A Guide to Disability Care Services for Seniors

Giving disability care for your elderly loved one is a daunting task, not to mention other problems that may arise at any time. Also, it can also bring a great toll on your health, as the caregiver, due to juggling both work and family and caring obligations.

 

disability care

 

Because of this, some families in many parts of Australia prefer to send their disabled elderly to aged care facilities to give them a better life in spite of their disability and to help the family focus on earning money to pay for such services.

Care Services Available for Disabled Seniors

Aged care facilities are expected to have a wide range of services for both independent active seniors and disabled seniors. Commonly, these facilities have the following services.

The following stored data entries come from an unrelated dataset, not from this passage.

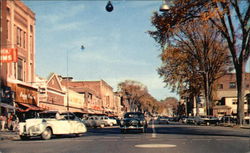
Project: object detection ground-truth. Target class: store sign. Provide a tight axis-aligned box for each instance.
[8,83,37,104]
[0,48,18,63]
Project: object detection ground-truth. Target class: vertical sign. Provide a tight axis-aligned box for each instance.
[0,48,18,63]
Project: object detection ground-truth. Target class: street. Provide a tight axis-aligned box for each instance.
[1,123,250,153]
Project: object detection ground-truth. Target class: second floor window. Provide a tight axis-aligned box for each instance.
[217,84,223,89]
[229,82,236,88]
[17,58,23,81]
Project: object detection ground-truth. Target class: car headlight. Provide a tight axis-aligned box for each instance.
[140,120,145,125]
[120,120,124,125]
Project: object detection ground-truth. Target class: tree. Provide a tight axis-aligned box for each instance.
[156,19,232,116]
[150,0,250,125]
[117,80,148,112]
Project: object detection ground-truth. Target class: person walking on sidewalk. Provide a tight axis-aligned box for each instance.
[0,114,7,131]
[8,113,19,131]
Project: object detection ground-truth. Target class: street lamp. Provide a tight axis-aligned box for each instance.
[159,0,170,12]
[199,71,209,116]
[105,1,114,12]
[66,45,85,111]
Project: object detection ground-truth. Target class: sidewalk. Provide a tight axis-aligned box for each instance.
[0,130,19,141]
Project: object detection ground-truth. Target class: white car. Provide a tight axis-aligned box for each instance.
[99,116,117,126]
[19,111,87,140]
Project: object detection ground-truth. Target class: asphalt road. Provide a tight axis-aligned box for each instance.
[0,123,250,153]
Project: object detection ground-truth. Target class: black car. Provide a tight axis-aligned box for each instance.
[120,112,147,133]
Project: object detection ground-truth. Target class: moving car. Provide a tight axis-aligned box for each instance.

  • Permanent residential care – This is the most common service offered by aged care facilities. In this type of care, comprehensive care and support are given to seniors inside these facilities. This includes the normal day-to-day activities as if inside their own homes, emergency care, and regular health checkups.
  • Sensitive care for Dementia patients – Because Dementia is a common age-related illness that may affect anyone; aged care facilities make it as part of disability care and help both the patients and their families live better amidst the disease.
  • Palliative care for seniors – This is also called a disability care for the elderly and is aimed to provide a complete (physical, emotional, mental, social, spiritual) care for the elderly with terminal illnesses. Also, this kind of care is sometimes extended to the families of the patients to give them a balanced life even with a huge responsibility of caring for their seniors.
  • Respite care – some families prefer to take care of their elderly loved ones at home. This eventually exhausts them as most of them also have their own jobs and families to take care of. Because of this, disability care services, such as the Essendon respite care include respite care to give caregivers some time to relax from a tiresome responsibility.
  • In-house and community-based activities – Residential care facilities in Australia are mostly governed by the philosophy to create a community of seniors with or without disabilities inside safe and comfortable homes inside an exclusive compound. This is done mainly to give seniors the opportunity to live better lives, socialise with one another, and do daily activities with the supervision of disability care and medical professionals and caregivers who can attend to them round the clock.

National Disability Insurance Scheme (NDIS)

The Australian government initiated the National Disability Insurance Scheme Act 2013 which aim to support Australians with permanent and significant disability and their families and caregivers. This is intended not only for the seniors 65-year-old and above but for those who are aged 50 to 64 as well, given that they are eligible recipients of the services.